Lots of fun cakes can be made with this tip -- monster cakes, sports field cakes, lawn cakes, pasta cakes, etc., etc.  Lots of fun cakes to eat, however, most decidedly not fun to decorate.  See the smaller end of the tip?  That is what gets covered with every squeeze of the bag.  3/8 inches to be exact.  So to cover the cake I made, with a surface area of 201 inches (dust off some of that primary school math) took, well, a very long time.  But it was worth it in the end. . . look at that grassy field!



Now, this is an Easter cake, so it definitely needs more. . . like maybe a bunny? Probably not the Easter bunny, since that guy seems to be stocked with candy, so he probably wouldn't need to forage for food in a field. Unless he was doing that new trend diet -- whole 50, whole 30, something like that? Maybe for a post-Easter cleanse? Hmmm, something to think about. . . (Although for the record, I don't believe in cleanses. . . or diets -- makes it too hard to eat what I bake.)

Anyways, a bunny . . . a bunny searching for carrots in a field.  Sounds Easter-y.  Or at least spring-y.  (It was in the 70's this year on Easter, by the way.  In March. In Ohio. I felt like squealing with joy.  I actually may have done so.)

In my very type-A way, I needed to somehow depict dirt around where the bunny was digging.  Because, hello, if the bunny is digging into the ground, obviously the grass around the hole will be gone.  The dirt previously in the ground has to go somewhere, right?  Enter the Oreo cookies.  Ground in a food processor, they make perfect dirt (but much, much tastier.)  Pour the ground Oreos in the middle of the cake, and spread out into a circle.  (I used a funnel, because, again -- type A.)

Now the good part.  Break out the adult play-doh (otherwise known as fondant.)  Roll out 7 balls with your hands.  The largest should be the size of a cricket ball (unusual analogy, I know.)  Two smaller ones should be rolled out into cylinders, the size of  baby carrots.  One ball should be the size of a cotton ball (guess what that's for. . .#cottontail.) The last two should be the size of dimes.

Cut the cricket ball fondant in half and shape one of the halves to resemble, well, the bottom of a bunny.  Set aside.








Take the cotton ball sized fondant and cut in half.  Remold into a half-ball shape with a flat bottom. Taking one half, start snipping into the fondant, lifting slightly as you bring the scissors out so that the fondant starts to show multiple peaks.Continue along the entire top half of the ball.

By the end, you should have a fluffy looking bunny tail.

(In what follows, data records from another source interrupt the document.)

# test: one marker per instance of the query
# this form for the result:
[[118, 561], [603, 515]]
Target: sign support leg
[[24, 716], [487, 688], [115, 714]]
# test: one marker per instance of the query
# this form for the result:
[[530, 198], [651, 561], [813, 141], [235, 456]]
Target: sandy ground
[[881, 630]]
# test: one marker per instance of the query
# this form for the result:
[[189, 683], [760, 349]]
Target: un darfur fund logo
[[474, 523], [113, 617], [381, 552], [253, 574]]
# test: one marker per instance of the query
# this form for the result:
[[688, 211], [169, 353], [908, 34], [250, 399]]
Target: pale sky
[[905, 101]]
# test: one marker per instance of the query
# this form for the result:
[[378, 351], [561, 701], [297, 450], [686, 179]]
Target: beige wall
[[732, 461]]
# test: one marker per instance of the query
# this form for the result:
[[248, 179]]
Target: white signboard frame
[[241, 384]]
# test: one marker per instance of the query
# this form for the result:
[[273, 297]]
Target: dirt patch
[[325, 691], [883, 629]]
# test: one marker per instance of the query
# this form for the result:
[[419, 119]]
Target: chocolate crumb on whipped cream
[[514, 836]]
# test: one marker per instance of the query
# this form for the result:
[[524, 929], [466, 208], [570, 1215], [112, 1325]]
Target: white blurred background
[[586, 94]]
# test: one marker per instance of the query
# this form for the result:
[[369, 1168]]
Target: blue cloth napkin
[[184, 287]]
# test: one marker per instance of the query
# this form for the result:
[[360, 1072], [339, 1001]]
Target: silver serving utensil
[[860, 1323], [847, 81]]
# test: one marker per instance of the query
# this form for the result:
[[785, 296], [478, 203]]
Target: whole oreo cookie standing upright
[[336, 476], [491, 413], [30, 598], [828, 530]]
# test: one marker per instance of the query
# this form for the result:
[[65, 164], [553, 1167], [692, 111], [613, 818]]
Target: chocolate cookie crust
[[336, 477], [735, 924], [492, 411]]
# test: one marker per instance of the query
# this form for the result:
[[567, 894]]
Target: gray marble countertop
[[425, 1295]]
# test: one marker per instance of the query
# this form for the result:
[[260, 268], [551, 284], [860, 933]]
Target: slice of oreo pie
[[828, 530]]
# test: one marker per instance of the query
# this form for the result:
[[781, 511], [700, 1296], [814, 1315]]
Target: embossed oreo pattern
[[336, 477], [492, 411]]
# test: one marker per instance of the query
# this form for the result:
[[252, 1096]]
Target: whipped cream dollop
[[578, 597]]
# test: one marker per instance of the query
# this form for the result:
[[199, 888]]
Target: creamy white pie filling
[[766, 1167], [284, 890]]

The last two round pieces of fondant are to make the feet.  Flatten the balls slightly with your fingers, so that each ball ends up resembling a flat teardrop shape.  Soften the point of the tear drop so that it isn't too severe. Attach the tail and the feet to the large piece of molded fondant. You can attach fondant to fondant by brushing the side to attach with a little bit of water.

The cylindrical pieces are (obviously) for the ears.  Shape with your fingers so that they reach tips at one end and flatten at the other end. (Like bunny ears!) Using the leftover fondant (from when you cut the balls) dye 1/3 of the fondant pink, 1/3 green, and 1/3 orange (again using gel colors.)

Use the pink fondant to make the paw pads. (Interesting fact -- rabbits actually don't have paw pads -- just fur pads.  But this makes is so much prettier!)  To make the paw pads, divide up the fondant into six tiny balls (the size of peas) and 2 slightly larger balls.  Flatten out and attach the larger pieces superiorly with three little pieces surrounding the bottom of each big piece.


Roll the orange fondant into cones of various sizes. Imprint with a scoring tool to look like carrots.  Then, with your hands, mold tiny ellipse shaped balls, rolling the end into a thin string, to resemble vines with leaves on them.  Score the leaves to resemble the veins. Attach the vines to the carrots.

Finally, position the body of the bunny on the cake with the ears, pointy ends up, at the front.  Leave some room so it looks like the head is burrowed in the dirt.  Mold the ears as desired to flop one way or another.  Scatter the carrots in the dirt, half burrowing some of them if you wish.

And there you are -- "bottoms up" to a fun and tasty (belated) Easter!  (If he digs deep enough he may actually get to the good part!)